China-linked threat actor APT10 was observed launching a large-scale campaign against Japanese organizations and their subsidiaries.
Also referred to as Cicada, Stone Panda, and Cloud Hopper, APT10 is known for launching espionage campaigns for over a decade, including attacks aimed at managed service providers (MSPs) and Japan-linked organizations.
As part of the newly observed campaign, the hacking group has been using a combination of living-off-the-land tools and custom malware, including Backdoor.Hartip, which appears to be a new addition to its arsenal.
During the attacks, the adversary managed to compromise domain controllers and file servers, and the security researchers discovered evidence that data was exfiltrated from some of the infected systems, Symantec, a division of Broadcom, reports.
One of the main characteristics of this attack was the extensive use of DLL side-loading, with recent incidents showing the adoption of an exploit for the Zerologon vulnerability that Microsoft patched in August.
The attacks likely started in mid-October 2019 and continued at least up to the beginning of October 2020. In some cases, the attackers managed to maintain a foothold in the compromised networks for nearly one year.
Victims were mainly large, well-known organizations, many of them headquartered in Japan or with links to Japan. The attacks mainly focused on South and East Asia, with one victim being a Chinese subsidiary of a Japanese organization, an atypical target for a state-sponsored Chinese group.
Targeted sectors include automotive (including suppliers of parts for the motor industry), clothing, conglomerates, engineering, electronics, government, general trading, industrial products, manufacturing, MSPs, pharmaceutical, and professional services.
Although the attackers spent a significant amount of time in the networks of some victims, they left after days from other networks. In some cases, the attackers ceased the activity on a network after a short period of time, but returned months later.
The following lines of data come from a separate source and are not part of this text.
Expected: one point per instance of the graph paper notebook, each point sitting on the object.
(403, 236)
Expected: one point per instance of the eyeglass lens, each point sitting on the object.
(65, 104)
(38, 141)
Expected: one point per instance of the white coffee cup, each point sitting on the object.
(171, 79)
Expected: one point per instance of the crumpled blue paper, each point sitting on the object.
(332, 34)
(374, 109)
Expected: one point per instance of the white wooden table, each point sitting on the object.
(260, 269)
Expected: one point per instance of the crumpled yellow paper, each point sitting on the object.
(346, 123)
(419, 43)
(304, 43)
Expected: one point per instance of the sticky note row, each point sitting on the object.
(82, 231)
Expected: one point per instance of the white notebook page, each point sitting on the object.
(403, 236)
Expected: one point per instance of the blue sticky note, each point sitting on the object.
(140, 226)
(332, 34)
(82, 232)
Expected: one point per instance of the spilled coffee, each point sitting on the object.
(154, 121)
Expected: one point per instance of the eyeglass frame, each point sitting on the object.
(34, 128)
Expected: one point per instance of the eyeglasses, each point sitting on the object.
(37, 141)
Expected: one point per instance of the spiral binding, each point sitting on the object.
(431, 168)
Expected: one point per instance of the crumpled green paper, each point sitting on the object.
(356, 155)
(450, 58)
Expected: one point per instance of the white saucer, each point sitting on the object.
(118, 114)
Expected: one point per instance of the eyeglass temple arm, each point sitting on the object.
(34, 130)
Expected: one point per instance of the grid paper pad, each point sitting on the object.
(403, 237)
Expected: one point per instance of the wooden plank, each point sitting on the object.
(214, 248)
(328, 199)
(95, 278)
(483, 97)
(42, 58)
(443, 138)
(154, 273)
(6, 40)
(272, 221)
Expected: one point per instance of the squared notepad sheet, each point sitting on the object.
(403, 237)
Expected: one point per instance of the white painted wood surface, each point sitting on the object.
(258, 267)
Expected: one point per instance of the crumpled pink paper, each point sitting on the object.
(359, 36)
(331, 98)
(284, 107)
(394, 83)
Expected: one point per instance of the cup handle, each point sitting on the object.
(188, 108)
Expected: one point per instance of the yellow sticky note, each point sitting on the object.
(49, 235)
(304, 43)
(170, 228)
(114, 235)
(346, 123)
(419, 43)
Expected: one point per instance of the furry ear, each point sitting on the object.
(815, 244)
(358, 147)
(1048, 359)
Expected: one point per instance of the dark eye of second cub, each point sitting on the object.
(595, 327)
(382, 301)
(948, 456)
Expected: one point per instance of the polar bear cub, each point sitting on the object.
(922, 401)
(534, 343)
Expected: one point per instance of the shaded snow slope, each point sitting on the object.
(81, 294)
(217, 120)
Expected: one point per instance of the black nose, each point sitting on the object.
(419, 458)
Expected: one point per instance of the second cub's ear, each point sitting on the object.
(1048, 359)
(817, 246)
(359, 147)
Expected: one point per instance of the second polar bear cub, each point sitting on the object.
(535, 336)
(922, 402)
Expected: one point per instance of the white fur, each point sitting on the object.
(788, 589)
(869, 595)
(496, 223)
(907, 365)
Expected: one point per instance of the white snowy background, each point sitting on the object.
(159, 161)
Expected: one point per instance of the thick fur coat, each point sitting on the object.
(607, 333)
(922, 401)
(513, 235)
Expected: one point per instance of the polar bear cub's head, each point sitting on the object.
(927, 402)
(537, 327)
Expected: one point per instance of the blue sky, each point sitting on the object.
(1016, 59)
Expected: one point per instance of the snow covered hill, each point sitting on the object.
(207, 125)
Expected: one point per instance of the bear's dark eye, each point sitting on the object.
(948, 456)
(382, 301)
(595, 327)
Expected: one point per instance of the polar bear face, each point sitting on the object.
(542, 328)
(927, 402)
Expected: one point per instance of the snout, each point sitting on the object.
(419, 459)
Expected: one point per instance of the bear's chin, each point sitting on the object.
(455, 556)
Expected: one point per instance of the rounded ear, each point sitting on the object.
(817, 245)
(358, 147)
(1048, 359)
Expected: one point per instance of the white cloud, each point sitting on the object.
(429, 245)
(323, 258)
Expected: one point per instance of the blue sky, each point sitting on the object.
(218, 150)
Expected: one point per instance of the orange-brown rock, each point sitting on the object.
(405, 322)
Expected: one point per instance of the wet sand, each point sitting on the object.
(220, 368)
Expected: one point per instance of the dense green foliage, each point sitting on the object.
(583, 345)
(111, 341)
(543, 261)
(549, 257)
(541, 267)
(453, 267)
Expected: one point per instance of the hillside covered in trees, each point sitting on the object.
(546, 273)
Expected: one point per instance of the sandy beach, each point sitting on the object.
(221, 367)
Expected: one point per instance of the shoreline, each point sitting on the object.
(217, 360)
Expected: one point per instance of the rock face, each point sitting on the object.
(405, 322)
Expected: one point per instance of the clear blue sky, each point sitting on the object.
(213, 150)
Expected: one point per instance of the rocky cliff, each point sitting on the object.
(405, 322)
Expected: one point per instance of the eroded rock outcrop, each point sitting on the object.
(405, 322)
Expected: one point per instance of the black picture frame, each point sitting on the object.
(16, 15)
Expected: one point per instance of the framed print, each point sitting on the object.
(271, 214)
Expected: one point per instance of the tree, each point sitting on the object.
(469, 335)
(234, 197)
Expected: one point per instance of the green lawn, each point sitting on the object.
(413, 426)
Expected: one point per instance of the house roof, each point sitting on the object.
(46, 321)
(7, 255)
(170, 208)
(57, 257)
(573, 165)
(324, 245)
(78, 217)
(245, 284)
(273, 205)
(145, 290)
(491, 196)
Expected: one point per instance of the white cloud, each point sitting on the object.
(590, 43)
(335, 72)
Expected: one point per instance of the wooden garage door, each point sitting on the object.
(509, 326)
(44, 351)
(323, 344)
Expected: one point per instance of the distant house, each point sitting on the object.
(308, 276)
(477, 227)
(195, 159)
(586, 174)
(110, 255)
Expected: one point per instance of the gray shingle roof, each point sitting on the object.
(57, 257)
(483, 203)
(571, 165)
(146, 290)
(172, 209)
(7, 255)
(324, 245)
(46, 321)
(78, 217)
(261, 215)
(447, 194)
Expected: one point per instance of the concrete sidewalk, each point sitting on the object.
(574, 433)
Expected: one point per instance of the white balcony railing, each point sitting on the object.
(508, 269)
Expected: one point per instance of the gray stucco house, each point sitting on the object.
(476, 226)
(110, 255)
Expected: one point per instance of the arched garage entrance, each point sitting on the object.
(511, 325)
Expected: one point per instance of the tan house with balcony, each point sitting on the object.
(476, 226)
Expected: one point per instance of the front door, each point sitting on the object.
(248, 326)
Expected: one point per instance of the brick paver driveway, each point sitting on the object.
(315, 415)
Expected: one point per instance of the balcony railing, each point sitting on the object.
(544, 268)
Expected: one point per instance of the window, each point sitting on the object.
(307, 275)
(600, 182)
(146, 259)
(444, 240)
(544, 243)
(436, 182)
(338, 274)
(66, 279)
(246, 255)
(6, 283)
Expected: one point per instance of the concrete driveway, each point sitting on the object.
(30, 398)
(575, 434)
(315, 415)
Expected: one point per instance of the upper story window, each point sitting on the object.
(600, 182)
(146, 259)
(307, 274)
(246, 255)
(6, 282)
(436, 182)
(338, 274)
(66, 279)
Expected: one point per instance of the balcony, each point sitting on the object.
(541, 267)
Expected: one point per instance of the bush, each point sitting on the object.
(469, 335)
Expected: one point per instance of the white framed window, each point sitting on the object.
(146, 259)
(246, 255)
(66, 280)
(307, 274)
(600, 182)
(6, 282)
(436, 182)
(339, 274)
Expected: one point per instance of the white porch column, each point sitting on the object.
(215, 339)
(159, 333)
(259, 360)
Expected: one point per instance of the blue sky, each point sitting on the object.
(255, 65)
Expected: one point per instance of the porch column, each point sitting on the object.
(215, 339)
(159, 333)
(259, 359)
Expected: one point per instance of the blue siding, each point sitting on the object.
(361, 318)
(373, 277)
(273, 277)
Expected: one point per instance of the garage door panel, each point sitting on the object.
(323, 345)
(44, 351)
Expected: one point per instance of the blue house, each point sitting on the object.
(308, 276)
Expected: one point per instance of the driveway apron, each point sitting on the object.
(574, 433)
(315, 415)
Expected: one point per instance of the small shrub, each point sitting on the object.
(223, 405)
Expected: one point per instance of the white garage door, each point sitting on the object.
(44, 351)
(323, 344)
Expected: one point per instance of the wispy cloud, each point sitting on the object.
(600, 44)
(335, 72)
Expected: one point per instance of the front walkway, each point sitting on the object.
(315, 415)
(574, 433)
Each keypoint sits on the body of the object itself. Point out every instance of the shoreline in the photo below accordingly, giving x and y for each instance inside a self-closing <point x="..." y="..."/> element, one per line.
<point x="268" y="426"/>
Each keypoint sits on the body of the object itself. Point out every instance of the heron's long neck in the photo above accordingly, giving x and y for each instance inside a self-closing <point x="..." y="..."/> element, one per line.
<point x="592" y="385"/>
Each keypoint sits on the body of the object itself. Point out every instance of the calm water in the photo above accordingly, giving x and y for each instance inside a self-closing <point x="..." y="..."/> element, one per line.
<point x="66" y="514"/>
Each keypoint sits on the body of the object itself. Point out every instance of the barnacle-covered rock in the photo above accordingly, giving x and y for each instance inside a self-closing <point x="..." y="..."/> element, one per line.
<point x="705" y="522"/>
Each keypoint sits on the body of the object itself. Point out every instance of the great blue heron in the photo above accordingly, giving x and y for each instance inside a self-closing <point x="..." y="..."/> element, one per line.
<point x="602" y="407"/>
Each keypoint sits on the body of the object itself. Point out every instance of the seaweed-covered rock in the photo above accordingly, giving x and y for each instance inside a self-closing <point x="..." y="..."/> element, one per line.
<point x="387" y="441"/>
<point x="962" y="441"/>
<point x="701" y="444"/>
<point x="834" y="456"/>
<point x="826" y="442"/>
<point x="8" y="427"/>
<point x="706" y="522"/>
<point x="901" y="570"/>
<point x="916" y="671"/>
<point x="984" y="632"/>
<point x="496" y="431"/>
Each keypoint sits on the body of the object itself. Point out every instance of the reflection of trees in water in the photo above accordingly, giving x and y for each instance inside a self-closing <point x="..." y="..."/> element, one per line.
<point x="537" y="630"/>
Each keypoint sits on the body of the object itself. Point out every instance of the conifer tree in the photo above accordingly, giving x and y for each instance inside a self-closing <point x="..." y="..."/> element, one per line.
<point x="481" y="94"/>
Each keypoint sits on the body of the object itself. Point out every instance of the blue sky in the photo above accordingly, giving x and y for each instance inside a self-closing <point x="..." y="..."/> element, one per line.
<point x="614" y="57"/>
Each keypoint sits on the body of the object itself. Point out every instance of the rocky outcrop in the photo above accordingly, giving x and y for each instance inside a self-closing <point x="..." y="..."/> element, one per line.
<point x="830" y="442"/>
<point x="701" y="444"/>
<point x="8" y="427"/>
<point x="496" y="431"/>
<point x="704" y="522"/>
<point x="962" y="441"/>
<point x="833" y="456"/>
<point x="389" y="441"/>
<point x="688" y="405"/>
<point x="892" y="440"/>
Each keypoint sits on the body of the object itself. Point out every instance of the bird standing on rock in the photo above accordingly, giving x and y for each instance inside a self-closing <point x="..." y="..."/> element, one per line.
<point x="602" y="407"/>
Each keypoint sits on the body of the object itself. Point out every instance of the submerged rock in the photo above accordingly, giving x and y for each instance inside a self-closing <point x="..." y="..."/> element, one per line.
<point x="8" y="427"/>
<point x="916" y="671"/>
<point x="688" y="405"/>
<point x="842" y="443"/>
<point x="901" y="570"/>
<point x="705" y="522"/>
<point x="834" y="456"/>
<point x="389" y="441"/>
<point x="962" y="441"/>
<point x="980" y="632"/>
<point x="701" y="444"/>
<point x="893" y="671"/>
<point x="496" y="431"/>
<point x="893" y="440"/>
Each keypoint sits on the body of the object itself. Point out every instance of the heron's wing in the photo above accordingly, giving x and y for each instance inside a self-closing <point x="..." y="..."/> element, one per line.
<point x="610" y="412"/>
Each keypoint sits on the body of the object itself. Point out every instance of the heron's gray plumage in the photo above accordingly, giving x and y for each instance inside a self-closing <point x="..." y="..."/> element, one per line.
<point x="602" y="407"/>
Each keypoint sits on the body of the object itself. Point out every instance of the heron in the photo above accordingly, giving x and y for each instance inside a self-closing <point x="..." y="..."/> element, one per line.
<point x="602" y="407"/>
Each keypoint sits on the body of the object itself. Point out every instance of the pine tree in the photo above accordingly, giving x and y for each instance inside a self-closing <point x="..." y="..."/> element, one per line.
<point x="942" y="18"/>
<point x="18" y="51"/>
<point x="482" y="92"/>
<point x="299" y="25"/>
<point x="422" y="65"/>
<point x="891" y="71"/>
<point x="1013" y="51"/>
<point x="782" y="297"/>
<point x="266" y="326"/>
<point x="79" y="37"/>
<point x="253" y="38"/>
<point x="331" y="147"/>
As part of the attacks, the hackers used living-off-the-land, dual-use, and publicly available tools and techniques for network reconnaissance, credential theft, file archiving, and more, including Certutil, Adfind, Csvde, Ntdsutil, WMIExec, and PowerShell.
“The scale and sophistication of this attack campaign indicate that it is the work of a large and well-resourced group, such as a nation-state actor, with Symantec discovering enough evidence to attribute it with medium confidence to Cicada,” Symantec notes.
In a separate report published this week, KELA threat intelligence analyst Victoria Kivilevich explained that data belonging to Japanese corporations (government and educational entities included), is being traded on the Dark Web. Such data includes stolen credentials that provide adversaries with initial access to internal networks. Over 100 million exposed Japanese emails were identified.
Between June and October 2020, KELA observed 11 attacks on Japanese organizations, all carrying ransomware, with manufacturing, construction, and government sectors being affected. While the compromise vector is not certain in all cases, the CVE-2019-11510 Pulse Secure flaw was targeted in at least one incident.
“Among the most prominent threats on the darknet, KELA observed leaks and sales of Japanese entities’ data. While many offers are related to regular users, some actors are specifically looking for corporate data of Japanese organizations,” KELA notes.